На той стороне светлели песчаные берега, редкостные здешние пляжи, прямо над ними, дальше, сдержанная пестрота осеннего северного леса, где преобладали темные краски елей. А ближе – самое главное, занимающее более всего места в этом пейзаже – река! Очень широкая, темно-серая, осенняя, и кое-где по ней шли отдельные светлые, ясные полоски, как в море бывают полосы воды разных цветов. И плоты, плоты… Их вели вниз буксиры, а на плотах – шалашики, костерки – жизнь. Повсюду лес в воде – здесь это главное – и выкаченный лебедками из воды, в штабелях, уже высохший, серый, и мокнущий в воде, и далеко от берега, на самом краю неподвижных плотов, баба, согнувшись, полощет белье.
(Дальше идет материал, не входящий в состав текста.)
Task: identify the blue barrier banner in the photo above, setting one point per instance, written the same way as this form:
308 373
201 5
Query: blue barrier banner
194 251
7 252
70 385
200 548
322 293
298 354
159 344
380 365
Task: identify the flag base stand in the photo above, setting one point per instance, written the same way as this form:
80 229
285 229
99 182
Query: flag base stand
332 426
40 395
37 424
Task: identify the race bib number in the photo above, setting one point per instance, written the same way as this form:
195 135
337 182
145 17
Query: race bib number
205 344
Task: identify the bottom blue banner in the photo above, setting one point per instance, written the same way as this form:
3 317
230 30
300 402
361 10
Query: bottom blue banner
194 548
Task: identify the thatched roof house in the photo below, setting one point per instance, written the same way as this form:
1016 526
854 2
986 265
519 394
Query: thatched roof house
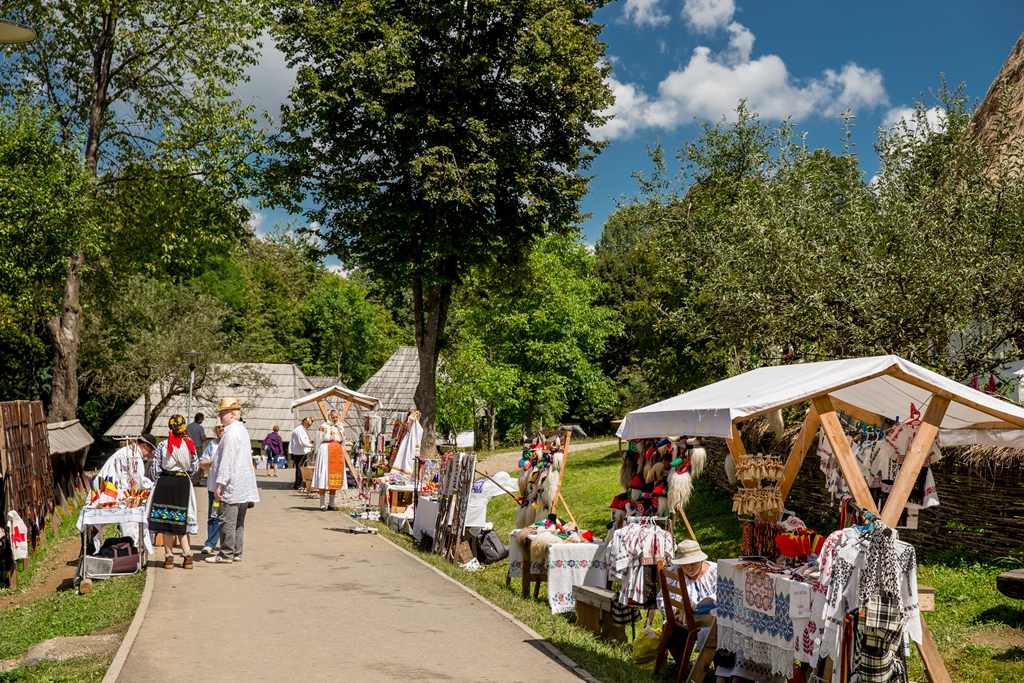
985 120
264 389
394 384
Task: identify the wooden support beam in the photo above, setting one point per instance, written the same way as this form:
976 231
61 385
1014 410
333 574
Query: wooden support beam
793 464
844 455
995 413
935 668
858 413
920 449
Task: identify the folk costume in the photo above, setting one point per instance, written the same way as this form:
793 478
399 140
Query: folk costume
172 506
329 471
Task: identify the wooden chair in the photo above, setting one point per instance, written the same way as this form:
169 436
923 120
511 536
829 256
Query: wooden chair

Справа, вдали, над темным лесом – монастырь, отсюда ушел Ермак Тимофеевич воевать Сибирь, здесь снаряжался. Темные ели, темно-серая река и темныг облака над ней – и среди всего этого, холодного, – неожиданная светлая полоска – и на воде, и в небе, и на берегу…
И множество катеров, буксиров, моторок, ежеминутно взламывающих серую гладь воды. Если бы здесь жить и работать, и чтобы окна выходили на реку! Все бы само собой делалось, по крайней мере у него, это уж точно!.
«Почему такая судьба? Почему, если я так люблю эти места, я никогда здесь не бываю, почему я должен работать за много тысяч километров отсюда, где ничего не напоминает мне об этих краях! Почему я должен давить себя во всем?» – думал он, но в глубине души сознавал, что все это не совсем так, что все это не так просто.
– Вы не очень долго ждали?
– Пойдемте, скоро катер.
Он вел ее по прямой, недостроенной улице, она говорила о ЦБК, о его первой очереди, о его второй очереди, о его мощности, сыпала цифрами, все время поворачивая голову в сторону комбината. А он не слушал ее, он шагал и думал: «Погоди, я тебе сейчас покажу. Ты такого сроду не видела».
И действительно, едва они вышли к реке, речь ее оборвалась, она только сказала:
– Вот это да! – и замолчала.
Внизу, по широкой серой воде шли плоты, двигались катера и моторки, один буксирчик пришвартовался к барже и повел ее как бы под ручку. Противоположный берег сверкал белым песком, в котором там и тут торчали отставшие бревна, пестрел и темнел далеким зубчатым лесом. Справа белел монастырь, откуда ушел Ермак, и Дроздов сообщил ей об этом факте.
– А здесь что было? – она кивнула на дома нового города, уже выходящие сюда, к обрыву.
– А здесь, моя милая, была моя деревня. Я здесь родился.
– Нет, серьезно? – она глядела вдаль, за реку, на открывшуюся панораму. – Удивительная красота. Просто Нестеров.
– Какой Нестеров? – спросил он, не понимая.
– Михаил Васильевич Нестеров. Великий русский художник, один из самых блестящих мастеров.
…Ага, Нестеров… Значит, это его пробел. Он знал, что у него есть подобные пробелы в общей подготовке, и не стыдился этого, а старался от них избавиться:
– Где можно посмотреть?
– В Третьяковке прекрасный Нестеров, в Русском музее. Он не только пейзажист, но и портретист превосходный. А портрет Павлова вы, наверное, знаете?
– Академик Павлов? – Дроздов вытянул руки, сжав кулаки. – Это его?… Я-то хорошо знаю о другом Нестерове, о Петре Николаевиче, летчике…
– Мертвая петля?
– Да. Петля Нестерова. И первый таран.
Они спустились к пристани и вместе с другими смотрели, как подходит катер – речной трамвай, какие ходят по Москве-реке, ждали, пока сойдет народ, а потом поспешили в нижний салон, наверху ехать было слишком холодно.
Немного обидно плыть по такой прекрасной, такой северной реке в привычном речном трамвайчике.